Today, we share with you our interview with self-taught composer, arranger and pianist Manolito Simonet, who has been touring several Latin American countries (the Dominican Republic, Ecuador, Colombia and Venezuela) with his band since mid-October.
HT: Tell us the details of your tour through the United States.
Manolito Simonet: The tour begins on November 18 and ends on December 18. We will be performing in several states during that month, around 25 concerts in total. I think it’ll be the longest US tour we’ve ever had.
HT: What numbers will you be performing?
MS: We’ll be presenting a new album and DVD we’re about to launch, on November 22, during the 10th World Gathering of Dancers and Casino & Salsa Academies to be held in Cuba. The album is titled No puedo parar (“I Can’t Stop”).
I think people will love it, because all of the pieces are dance numbers. This album will accompany us on our US tour and the tour we’ll go on next year.
HT: How did the Hecho en Cuba project come about?
MS: It was an idea by the manager of the company En directo, Tony Martinez, who has been arranging our European tours for more than 10 years. He’d always wanted to see my music fused with that of Dominic Miller. At first, it didn’t make much sense to me and I had no idea how to combine his music with Cuban music, but I was wrong.
When we first met in Europe to stage a concert, we got along in no time. Tony Martinez was once a musician, bagpiper and dancer. He had a lot of vision. When I heard Dominic’s pieces for The Professional, I realized they’re true bombshells, melodically speaking.
An important part of that is the energy he puts into his music. I believe that’s why he’s worked so many years with Sting. Dominic is one person standing in front of you and another when he’s holding a guitar. Perhaps that’s why he and my musicians understood each other so well.

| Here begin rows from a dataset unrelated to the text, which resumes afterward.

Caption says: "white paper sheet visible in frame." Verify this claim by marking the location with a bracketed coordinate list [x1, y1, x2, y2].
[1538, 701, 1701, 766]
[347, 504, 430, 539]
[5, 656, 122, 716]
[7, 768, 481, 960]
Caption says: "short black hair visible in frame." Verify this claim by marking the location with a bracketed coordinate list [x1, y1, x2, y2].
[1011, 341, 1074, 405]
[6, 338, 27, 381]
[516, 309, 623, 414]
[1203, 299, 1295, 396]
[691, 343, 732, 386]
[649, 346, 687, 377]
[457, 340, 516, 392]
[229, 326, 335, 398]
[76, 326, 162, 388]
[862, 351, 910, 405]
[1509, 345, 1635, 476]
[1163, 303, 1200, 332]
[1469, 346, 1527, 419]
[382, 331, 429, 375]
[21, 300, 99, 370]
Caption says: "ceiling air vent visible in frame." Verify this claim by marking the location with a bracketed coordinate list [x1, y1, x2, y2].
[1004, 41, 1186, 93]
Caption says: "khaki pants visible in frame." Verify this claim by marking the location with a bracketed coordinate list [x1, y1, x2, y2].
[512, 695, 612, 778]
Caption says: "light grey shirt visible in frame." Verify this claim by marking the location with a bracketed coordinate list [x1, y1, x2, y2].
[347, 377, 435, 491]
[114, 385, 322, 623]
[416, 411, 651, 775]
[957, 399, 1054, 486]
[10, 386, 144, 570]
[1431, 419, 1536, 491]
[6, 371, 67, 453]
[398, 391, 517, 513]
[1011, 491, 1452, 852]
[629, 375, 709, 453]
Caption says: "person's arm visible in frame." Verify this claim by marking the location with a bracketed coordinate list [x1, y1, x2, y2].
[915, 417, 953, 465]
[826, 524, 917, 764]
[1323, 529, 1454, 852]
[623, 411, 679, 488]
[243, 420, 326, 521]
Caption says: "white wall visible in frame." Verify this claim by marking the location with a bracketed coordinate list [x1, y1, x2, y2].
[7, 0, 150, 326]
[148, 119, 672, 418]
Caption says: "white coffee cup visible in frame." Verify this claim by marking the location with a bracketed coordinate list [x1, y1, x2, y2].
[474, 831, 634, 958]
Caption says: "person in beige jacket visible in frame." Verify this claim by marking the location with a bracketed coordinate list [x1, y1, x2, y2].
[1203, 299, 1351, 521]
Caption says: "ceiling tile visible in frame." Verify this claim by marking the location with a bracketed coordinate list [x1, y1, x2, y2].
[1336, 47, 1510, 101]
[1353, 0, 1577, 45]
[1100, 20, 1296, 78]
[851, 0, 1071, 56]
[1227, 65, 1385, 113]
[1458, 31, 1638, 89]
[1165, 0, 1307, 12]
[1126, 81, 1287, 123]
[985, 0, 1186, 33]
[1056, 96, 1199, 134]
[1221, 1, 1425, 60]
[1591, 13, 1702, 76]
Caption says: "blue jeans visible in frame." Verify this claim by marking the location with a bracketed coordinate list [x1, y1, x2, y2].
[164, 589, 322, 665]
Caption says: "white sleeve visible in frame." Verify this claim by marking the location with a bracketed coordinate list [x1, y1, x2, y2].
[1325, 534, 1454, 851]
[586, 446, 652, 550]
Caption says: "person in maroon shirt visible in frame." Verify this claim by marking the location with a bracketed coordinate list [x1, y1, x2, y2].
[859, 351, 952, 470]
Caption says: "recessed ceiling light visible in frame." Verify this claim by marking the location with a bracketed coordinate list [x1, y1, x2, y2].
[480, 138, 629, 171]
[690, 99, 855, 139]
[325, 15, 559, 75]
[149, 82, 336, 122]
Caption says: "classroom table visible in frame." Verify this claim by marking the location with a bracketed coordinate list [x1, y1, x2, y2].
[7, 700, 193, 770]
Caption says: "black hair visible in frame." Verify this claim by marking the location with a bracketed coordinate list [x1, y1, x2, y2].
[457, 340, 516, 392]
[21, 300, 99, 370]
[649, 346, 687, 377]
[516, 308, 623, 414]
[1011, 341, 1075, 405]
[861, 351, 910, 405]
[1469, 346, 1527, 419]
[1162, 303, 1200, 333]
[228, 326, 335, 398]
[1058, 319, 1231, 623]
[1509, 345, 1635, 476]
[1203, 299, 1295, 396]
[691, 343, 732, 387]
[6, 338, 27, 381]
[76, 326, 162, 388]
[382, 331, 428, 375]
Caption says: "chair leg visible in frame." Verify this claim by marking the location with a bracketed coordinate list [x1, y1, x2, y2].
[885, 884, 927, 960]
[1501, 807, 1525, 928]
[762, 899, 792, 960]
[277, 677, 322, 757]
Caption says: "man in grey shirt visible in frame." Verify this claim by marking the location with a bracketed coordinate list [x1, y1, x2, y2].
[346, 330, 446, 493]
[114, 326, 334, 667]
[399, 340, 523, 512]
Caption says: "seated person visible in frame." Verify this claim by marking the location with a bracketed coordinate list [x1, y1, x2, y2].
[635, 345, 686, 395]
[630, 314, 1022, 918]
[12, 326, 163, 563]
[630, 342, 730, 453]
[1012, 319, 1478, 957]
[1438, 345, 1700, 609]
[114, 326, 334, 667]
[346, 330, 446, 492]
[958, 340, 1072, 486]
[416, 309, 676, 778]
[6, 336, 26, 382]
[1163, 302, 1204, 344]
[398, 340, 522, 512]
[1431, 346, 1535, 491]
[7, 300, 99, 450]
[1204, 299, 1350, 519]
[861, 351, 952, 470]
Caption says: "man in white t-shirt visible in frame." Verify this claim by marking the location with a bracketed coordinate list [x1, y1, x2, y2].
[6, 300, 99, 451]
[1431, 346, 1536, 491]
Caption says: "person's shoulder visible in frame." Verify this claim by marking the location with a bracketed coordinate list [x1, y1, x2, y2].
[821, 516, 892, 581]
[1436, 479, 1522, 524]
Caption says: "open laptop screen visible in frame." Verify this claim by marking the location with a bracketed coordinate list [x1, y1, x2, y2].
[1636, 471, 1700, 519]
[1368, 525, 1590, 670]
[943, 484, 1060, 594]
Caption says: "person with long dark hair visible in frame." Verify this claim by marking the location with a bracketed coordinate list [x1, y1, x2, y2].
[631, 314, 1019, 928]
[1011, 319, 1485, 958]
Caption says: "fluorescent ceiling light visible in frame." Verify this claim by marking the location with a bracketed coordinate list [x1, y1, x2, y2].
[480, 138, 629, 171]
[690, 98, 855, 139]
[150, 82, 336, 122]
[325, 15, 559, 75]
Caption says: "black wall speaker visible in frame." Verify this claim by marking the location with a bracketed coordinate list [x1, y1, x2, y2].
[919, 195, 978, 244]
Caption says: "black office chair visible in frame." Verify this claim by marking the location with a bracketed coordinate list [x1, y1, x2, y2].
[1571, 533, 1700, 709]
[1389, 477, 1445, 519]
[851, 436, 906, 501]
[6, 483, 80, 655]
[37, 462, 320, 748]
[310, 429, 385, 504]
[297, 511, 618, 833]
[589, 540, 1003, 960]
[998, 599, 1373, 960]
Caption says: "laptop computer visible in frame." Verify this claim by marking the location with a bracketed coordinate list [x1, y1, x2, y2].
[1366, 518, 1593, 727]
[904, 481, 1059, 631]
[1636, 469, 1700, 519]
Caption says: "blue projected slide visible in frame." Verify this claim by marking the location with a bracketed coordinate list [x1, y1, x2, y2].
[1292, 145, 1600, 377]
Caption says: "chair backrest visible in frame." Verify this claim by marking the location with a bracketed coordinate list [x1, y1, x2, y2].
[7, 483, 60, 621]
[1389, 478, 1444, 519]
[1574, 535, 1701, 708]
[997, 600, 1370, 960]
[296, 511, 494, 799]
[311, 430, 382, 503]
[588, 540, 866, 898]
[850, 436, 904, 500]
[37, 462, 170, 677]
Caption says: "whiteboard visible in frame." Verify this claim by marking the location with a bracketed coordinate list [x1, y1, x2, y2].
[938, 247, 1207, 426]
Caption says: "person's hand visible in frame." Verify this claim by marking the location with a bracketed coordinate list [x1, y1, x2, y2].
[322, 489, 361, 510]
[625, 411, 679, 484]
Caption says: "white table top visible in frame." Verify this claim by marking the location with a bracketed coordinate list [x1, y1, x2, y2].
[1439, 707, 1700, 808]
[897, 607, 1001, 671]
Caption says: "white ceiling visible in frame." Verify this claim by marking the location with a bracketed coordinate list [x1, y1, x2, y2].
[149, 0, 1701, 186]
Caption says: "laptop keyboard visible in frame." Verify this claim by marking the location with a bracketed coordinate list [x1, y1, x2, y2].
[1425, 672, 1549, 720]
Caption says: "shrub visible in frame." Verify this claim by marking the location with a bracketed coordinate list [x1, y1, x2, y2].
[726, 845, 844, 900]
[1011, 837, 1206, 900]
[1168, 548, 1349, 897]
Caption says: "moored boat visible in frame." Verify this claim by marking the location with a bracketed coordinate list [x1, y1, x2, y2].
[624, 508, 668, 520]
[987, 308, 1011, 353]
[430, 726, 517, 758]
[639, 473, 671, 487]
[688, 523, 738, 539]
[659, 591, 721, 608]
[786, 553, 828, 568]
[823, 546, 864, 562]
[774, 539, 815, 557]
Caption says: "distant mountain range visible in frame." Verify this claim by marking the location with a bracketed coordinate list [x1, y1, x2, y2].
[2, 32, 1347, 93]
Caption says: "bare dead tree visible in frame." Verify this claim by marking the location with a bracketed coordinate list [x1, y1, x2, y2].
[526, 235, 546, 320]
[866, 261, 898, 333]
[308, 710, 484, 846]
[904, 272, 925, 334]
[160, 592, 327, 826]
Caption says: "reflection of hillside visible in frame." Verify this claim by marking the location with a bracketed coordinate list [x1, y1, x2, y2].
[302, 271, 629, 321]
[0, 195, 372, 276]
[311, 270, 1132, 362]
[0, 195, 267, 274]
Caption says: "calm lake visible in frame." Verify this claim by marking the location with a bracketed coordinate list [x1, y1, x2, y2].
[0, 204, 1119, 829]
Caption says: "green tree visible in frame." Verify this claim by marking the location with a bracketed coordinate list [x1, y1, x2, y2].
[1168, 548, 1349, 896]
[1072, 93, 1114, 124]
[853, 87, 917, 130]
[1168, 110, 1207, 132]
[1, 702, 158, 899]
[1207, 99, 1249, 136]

HT: What plans are there for the album?
MS: We did it without any kind of expectations, not even financial ones. We got together to hold the concerts and record the album. It was like getting together to jam a bit. Now, we’re thinking about doing a tour of Europe. There’s nothing planned. I think it’ll be very successful. It all came from the heart, very naturally.
Our bands will be touring Europe soon. We’ll be coming together there to create a big band and present the album. We’d be holding between six and ten concerts in as many capitals. With the possibilities opened up by social networks, we’d be launching the album throughout the world this way.
HT: Will you produce new albums with the “Made in Cuba” seal?
MS: Dominic has made his dream of incorporating Cuban music into his work a reality. What’s important now is for him to work with other musicians, who will surprise him with their talent.
I would have loved for him to have worked with guitarist Chicoy and pianist Chucho Valdes. There are many things he still needs to discover in Cuba.
We want to put him in touch with other Cuban musicians through our band. He’s already had the opportunity to record an album with Pancho Amat. He’s going to record one with Sintesis now. This is what the Hecho en Cuba project is becoming. Dominic wants to record these types of albums with several Cuban musicians every year.